Schema Generation#

checkedframe._schema_generation.generate_schema_repr(df: nwt.IntoFrame, lazy: bool = False, class_name: str = 'MySchema', header: str | None = 'import checkedframe as cf', import_alias: str = 'cf.') SchemaRepr#

Generate a schema definition from an existing DataFrame.

Parameters:
  • df (nwt.IntoFrame) – The DataFrame to draw the schema from

  • lazy (bool, optional) – If False, only inspects the metadata of the DataFrame and has no visiblity on the actual values. Useful if generating a schema from a lazy DataFrame. However, this means that parameters that rely on the values, like “nullable”, cannot be generated, by default False

  • class_name (str, optional) – The name of the schema, by default “MySchema”

  • header (Optional[str], optional) – The header at the top of the file. If None, no header is generated, by default “import checkedframe as cf”

  • import_alias (str, optional) – The string to put in front of the dtypes, by default “cf.”

Return type:

SchemaRepr

Examples

import checkedframe as cf
import polars as pl

df = pl.DataFrame({"customer_id": ["TVU8X", "BB235"], "balance": [322.5, None]})

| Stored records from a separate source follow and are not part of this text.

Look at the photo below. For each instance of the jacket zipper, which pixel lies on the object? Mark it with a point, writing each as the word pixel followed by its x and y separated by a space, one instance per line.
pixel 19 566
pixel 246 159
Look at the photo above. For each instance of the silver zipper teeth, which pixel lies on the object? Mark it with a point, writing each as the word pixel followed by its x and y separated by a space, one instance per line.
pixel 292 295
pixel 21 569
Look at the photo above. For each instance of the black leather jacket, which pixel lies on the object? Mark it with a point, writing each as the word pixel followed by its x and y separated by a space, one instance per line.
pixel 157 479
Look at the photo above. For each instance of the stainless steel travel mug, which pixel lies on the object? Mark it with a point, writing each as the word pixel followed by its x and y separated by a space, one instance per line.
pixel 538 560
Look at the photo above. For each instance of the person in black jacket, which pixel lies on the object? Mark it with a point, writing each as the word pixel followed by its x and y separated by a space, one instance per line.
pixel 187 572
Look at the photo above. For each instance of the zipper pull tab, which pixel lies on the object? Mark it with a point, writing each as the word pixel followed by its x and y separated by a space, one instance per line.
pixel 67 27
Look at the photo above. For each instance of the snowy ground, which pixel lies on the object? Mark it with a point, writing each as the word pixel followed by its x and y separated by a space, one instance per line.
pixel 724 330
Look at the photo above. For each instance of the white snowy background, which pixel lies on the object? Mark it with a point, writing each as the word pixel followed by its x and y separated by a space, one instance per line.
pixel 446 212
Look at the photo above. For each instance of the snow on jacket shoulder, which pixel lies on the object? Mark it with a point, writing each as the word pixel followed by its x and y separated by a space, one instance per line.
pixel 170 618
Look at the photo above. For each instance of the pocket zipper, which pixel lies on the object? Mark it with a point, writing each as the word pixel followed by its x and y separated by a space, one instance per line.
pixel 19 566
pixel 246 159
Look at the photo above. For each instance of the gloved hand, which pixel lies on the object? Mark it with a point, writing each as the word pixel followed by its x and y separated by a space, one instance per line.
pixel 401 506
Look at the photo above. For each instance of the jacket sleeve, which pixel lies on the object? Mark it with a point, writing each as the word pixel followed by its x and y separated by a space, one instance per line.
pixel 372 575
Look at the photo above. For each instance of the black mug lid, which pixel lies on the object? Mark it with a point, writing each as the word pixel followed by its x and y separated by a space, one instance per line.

schema_repr = cf.generate_schema_repr()

# Write to file
# schema_repr.write_text("my_schema.py")

# Send to clipboard (requires pyperclip)
# schema_repr.write_clipboard()

print(schema_repr.schema_repr)

Output:

import checkedframe as cf

class MySchema(cf.Schema):
    customer_id = cf.String()
    balance = cf.Float64(nullable=True)